Непобежденные (Рыбин) - страница 61

— Люсиль Григорьевна, да вы же вся израненная!…

Дремотная одурь отлетела прочь, Цвангер увидела полные ужаса глаза медсестры Нины Панченко и сама испугалась, принялась оглядывать себя. Шинель, которую она надевала в своем полусонном состоянии, была искромсана осколками.

— Чья это шинель?

— Да ваша же, ваша!

Только тут Цвангер как следует разглядела, что шинель действительно ее. Но почему она так издырявлена? И поняла: шинель висела у окна, и залетавшие осколки рвали серое сукно. Вот ведь как бывает: ее, военврача, даже не задело, а шинели досталось.

— Ничего, — успокоила ее Нина. — Я вам залатаю.

Военврач положила ей руку на плечо, благодарно сжала пальцы и вышла из хаты. Пасмурный этот вечер был тих и прохладен. Да пора и быть прохладе: почти ноябрь на дворе.

Медсанбат жил своей обычной беготной, шумной жизнью. Но после частых переездов здесь, в Старых Кудеярах, где наконец-то устроились хорошо и, хотелось верить, надолго, все было не так, как в других местах. Исчезла нервозная суета, во всем чувствовалась обстоятельность. Все было здесь налажено, как и полагается в медсанбате, — четко работал сортировочный взвод, легко раненные отправлялись в полевой госпиталь даже без осмотра ран, тяжелые уносились в операционные: с проникающими ранениями — в одну, с ранениями конечностей при больших зонах повреждений или переломов — в другую для срочной первичной обработки. Все было хорошо здесь, в Старых Кудеярах. Вот только бы поспать хоть немного.

Она несколько раз глубоко вздохнула, торопясь надышаться свежим воздухом, дождалась, держась за стенку, когда перестанет кружиться голова, и пошла в хату с намерением заснуть наконец и спать, сколько будет можно.

Ей показалось, что она только положила голову на чью-то свернутую шинель, как услышала над собой голос медсестры, тихий, страдающий оттого, что приходится будить.

— Раненых привезли.
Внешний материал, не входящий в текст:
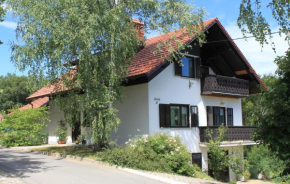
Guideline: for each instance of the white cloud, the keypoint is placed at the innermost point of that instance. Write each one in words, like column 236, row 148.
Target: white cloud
column 9, row 24
column 261, row 59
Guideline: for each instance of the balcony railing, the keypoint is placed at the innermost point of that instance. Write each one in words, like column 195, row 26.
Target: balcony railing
column 216, row 85
column 233, row 133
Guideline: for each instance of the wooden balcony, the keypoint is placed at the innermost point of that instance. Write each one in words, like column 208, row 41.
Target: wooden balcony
column 216, row 85
column 234, row 133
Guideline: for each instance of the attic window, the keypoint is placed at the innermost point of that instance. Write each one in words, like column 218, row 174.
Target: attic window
column 187, row 70
column 190, row 68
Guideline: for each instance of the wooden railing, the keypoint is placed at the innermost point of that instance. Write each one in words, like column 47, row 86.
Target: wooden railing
column 217, row 85
column 233, row 133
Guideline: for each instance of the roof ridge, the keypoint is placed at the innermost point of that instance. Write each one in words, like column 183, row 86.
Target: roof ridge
column 208, row 20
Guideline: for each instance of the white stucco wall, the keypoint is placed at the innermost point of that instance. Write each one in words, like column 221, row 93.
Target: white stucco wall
column 133, row 113
column 55, row 115
column 166, row 88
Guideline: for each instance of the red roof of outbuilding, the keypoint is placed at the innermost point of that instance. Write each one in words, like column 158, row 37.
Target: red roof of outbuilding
column 40, row 102
column 145, row 61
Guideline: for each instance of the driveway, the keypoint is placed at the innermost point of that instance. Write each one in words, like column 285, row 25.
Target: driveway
column 34, row 169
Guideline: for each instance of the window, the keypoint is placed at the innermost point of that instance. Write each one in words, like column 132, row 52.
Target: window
column 174, row 115
column 194, row 116
column 196, row 159
column 191, row 67
column 230, row 117
column 187, row 70
column 218, row 116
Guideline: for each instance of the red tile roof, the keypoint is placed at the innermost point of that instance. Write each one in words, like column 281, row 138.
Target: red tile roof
column 145, row 61
column 40, row 102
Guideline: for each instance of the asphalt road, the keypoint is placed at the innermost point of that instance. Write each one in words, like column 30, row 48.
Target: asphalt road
column 34, row 169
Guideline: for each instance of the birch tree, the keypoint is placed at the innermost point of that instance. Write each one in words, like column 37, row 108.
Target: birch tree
column 99, row 36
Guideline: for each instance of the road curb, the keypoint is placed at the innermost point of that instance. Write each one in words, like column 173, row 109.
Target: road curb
column 100, row 163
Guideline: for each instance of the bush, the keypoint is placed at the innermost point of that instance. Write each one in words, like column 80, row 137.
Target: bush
column 61, row 131
column 157, row 152
column 283, row 179
column 247, row 174
column 262, row 159
column 24, row 128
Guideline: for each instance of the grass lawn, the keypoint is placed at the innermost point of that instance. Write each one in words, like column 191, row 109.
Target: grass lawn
column 81, row 151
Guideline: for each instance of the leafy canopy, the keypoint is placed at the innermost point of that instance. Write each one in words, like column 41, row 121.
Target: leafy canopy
column 252, row 18
column 14, row 90
column 100, row 37
column 2, row 14
column 24, row 128
column 269, row 111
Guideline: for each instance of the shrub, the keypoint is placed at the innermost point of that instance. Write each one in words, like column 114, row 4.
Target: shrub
column 24, row 128
column 283, row 179
column 157, row 152
column 262, row 159
column 247, row 174
column 61, row 131
column 218, row 160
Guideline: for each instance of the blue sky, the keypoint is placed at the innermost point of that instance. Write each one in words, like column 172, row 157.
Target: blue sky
column 226, row 10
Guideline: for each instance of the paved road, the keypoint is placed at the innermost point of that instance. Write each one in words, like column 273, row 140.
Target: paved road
column 34, row 169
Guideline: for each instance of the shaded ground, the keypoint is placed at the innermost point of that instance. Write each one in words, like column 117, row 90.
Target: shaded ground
column 32, row 168
column 255, row 182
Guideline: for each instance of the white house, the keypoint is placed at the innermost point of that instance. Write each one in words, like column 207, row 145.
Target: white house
column 165, row 97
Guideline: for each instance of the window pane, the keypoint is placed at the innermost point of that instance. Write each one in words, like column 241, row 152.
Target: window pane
column 196, row 159
column 175, row 115
column 187, row 68
column 222, row 116
column 184, row 115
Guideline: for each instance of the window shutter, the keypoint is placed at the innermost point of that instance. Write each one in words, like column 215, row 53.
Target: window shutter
column 194, row 116
column 209, row 110
column 197, row 159
column 230, row 117
column 164, row 115
column 177, row 68
column 197, row 68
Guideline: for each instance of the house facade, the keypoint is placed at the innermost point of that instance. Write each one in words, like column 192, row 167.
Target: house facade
column 185, row 100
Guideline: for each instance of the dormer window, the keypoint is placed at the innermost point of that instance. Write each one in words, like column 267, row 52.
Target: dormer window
column 187, row 70
column 190, row 68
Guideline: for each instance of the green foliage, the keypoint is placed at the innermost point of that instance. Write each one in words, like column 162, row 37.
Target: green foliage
column 217, row 159
column 269, row 111
column 233, row 182
column 274, row 129
column 282, row 180
column 158, row 152
column 14, row 90
column 81, row 138
column 252, row 18
column 247, row 174
column 101, row 38
column 262, row 159
column 24, row 128
column 61, row 131
column 2, row 14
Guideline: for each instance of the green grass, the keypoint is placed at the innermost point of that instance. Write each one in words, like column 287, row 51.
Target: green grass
column 87, row 152
column 80, row 151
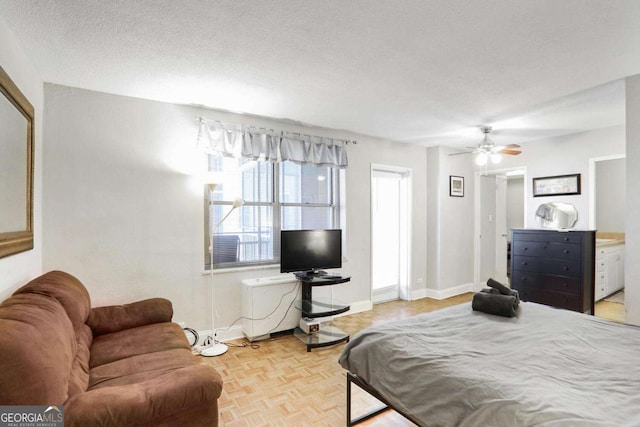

Есть очень тяжелый…

Она вскочила, увидела черные окна и поняла, что на дворе уже ночь и что поспать ей все-таки удалось. Поняла, но не почувствовала: голова по-прежнему гудела и в глазах мельтешило, словно в хате висела изморозь.

Военврач вышла во двор, постояла, послушала тишину, нарушаемую только надрывным гулом привезшей раненых машины да торопливым говором санитаров.

Один из привезенных оказался с тяжелым осколочным ранением в живот. Немолодой, даже, как ей показалось, совсем пожилой, красноармеец прижимал большие рабочие руки к белой перевязи бинтов и, не произнося ни звука, ни стона, смотрел перед собой пристальным отсутствующим взглядом. И когда его уже раздели на операционном столе и обнажили сразу закровяневшую черную рваную рану, он не вскрикнул, даже не поморщился, словно все это его не касалось и он только по солдатской исполнительности своей присутствует тут.